Vielleicht musst du die Parity und StopBit noch anpassen.


mfg
umbrasaxum


----------



## jower (28. April 2005)

Das funktioniert auch, wichtig schien hier wohl das cast auf char zu sein. Wie schon bei der Lösung von Dir weiter oben. 
Ich bekomme mittlerweile eine Antwort. Die sieht nur ziemlich kryptisch aus. 
Sind Steuerzeichen, wie DC2 (0x12), etc. eigentlich irgendwie darstellbar, vielleicht z.B. als 0x12?


----------



## Tobias K. (28. April 2005)

moin


Eigentlich schon, z.B. mit cout<< ios_base::hex << atoi(var);
Vielleicht musst du statt ios_base::hex auch ios::hex nehmen.


mfg
umbrasaxum


----------



## Tobias K. (28. April 2005)

moin


Dem Manual nach solltest du als Antowrt eine Zeichen kette halten deren erste drei Zeichen 0x06 0x02 0x81 erhalten.


mfg
umbrasaxum


----------



## Byteblaster (28. April 2005)

strlen() kann auch nicht funktionieren, weil es nach nach dem ersten Byte mit dem wert 0 abbricht, da ein string in c/c++ mit 0 terminiert wird.
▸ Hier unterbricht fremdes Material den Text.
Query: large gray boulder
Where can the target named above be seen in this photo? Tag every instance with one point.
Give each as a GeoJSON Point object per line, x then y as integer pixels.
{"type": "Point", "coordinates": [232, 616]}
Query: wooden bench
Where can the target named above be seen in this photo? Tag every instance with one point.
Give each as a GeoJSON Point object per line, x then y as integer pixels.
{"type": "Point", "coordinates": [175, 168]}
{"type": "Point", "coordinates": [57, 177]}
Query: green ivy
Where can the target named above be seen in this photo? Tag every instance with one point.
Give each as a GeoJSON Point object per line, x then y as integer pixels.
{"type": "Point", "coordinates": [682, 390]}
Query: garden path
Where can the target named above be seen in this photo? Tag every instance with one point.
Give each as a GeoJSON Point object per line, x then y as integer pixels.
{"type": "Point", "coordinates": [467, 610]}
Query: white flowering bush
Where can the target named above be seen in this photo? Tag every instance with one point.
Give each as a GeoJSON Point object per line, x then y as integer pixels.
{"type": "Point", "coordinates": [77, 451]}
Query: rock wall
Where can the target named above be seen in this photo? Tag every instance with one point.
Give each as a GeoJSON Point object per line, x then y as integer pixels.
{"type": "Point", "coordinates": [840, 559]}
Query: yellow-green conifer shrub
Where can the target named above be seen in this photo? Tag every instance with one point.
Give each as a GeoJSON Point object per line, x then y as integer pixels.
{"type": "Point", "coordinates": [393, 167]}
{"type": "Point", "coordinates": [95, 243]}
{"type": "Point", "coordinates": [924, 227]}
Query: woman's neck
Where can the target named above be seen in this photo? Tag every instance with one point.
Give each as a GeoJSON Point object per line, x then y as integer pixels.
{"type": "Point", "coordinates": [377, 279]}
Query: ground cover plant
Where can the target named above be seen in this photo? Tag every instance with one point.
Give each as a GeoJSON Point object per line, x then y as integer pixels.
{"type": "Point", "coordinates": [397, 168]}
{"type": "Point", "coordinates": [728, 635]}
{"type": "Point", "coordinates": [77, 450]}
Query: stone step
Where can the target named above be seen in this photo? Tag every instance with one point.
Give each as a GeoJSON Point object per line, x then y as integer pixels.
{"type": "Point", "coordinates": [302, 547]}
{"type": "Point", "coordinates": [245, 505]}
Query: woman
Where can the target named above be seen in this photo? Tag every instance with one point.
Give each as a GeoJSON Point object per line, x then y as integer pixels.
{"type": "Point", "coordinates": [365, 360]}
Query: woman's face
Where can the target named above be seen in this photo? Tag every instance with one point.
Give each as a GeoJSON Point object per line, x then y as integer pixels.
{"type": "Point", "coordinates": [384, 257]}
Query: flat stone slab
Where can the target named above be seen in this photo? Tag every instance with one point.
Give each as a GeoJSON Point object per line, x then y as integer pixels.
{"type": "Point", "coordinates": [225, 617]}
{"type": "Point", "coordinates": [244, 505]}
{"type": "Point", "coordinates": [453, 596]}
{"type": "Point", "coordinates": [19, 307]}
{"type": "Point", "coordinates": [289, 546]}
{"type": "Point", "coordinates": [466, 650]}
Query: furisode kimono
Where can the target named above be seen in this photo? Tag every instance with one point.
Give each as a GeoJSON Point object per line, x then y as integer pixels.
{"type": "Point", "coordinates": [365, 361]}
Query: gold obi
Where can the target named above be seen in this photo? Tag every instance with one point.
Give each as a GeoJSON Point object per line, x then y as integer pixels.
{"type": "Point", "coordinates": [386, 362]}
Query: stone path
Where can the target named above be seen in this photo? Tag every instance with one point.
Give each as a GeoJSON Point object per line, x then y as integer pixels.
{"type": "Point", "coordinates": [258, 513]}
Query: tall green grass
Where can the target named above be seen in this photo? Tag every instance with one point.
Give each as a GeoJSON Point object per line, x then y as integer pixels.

Es arbeitet also wahrscheinlich völlig korrekt, dein 2. byte ist 0 und somit liefert strlen() nur die Länge 1 zurück. Nach deinem Quellcode weiter oben sendet er wahrscheinlich nur ein Byte (eventuell mal mit den Anzahl der geschriebenen Bytes vergleichen.) Wenn du also binäre Daten versenden willst, musst du die Länge mit übergeben. Ein beenden des Buffers mit '\0' ist überflüssig. Das heist deine Funktionskopf müsste in etwa so aussehen.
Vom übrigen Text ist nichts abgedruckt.